IT統制とは
IT統制とは、ITシステムが正確・安全・効率的に運用されることを保証するためのルール・手続き・仕組みです。内部統制の一部として位置づけられ、財務報告の信頼性確保やセキュリティリスクの低減を目的としています。
3つのカテゴリ
| カテゴリ | 対象 | 内容 |
|---|---|---|
| IT全般統制(ITGC) | ITインフラ全体 | アクセス管理、変更管理、運用管理、バックアップ。すべてのITシステムに共通する統制 |
| IT業務処理統制(ITAC) | 個別の業務アプリケーション | 入力チェック、計算の正確性、出力の完全性。会計システム等の個別統制 |
| IT全社統制 | 組織全体 | ITガバナンス体制、情報セキュリティポリシー、IT教育・研修 |
具体例
IT全般統制(ITGC)の例
- アクセス管理:ユーザーIDの発行・削除手順、パスワードポリシー、特権アカウントの管理
- 変更管理:システム変更の承認プロセス、テスト手順、リリース管理
- 運用管理:バッチ処理の監視、障害対応手順、バックアップ・リストアの確認
- 開発管理:開発環境と本番環境の分離、コードレビュー、テスト計画
IT業務処理統制(ITAC)の例
- 入力統制:データ入力時のバリデーション(金額の範囲チェック、必須項目チェック)
- 処理統制:計算結果の正確性検証、重複処理の防止
- 出力統制:帳票の出力結果の整合性チェック、承認済みデータのみ出力
J-SOXとの関係
上場企業では金融商品取引法(J-SOX)により財務報告に係る内部統制の評価・報告が義務付けられています。

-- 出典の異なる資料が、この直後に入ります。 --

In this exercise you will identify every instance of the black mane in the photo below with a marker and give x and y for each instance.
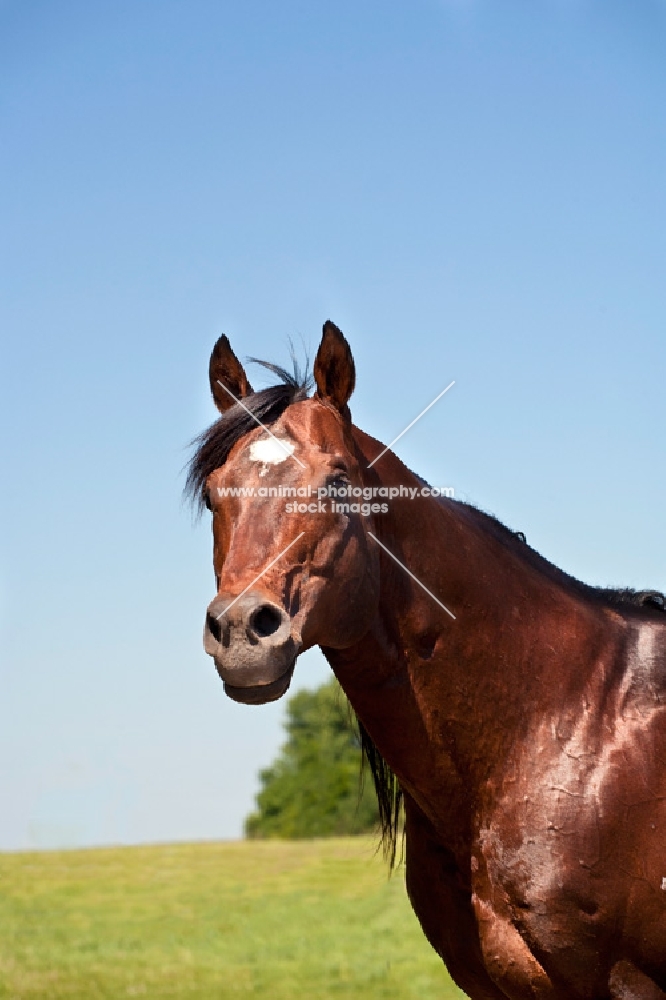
(620, 597)
(215, 443)
(212, 449)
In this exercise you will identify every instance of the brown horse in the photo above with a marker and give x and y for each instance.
(527, 733)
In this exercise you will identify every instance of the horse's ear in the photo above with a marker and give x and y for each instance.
(228, 380)
(334, 369)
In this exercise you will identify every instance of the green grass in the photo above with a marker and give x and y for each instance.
(282, 920)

IT統制はJ-SOX対応の重要な構成要素であり、特にITGCの整備は監査法人から厳しく確認されます。非上場の中小企業にはJ-SOXの義務はありませんが、将来のIPOやM&Aに備えてIT統制を整備しておくと有利です。
まとめ
IT統制はITGC(全般統制)、ITAC(業務処理統制)、IT全社統制の3層で構成されます。中小企業はまずアクセス管理と変更管理のITGCから整備しましょう。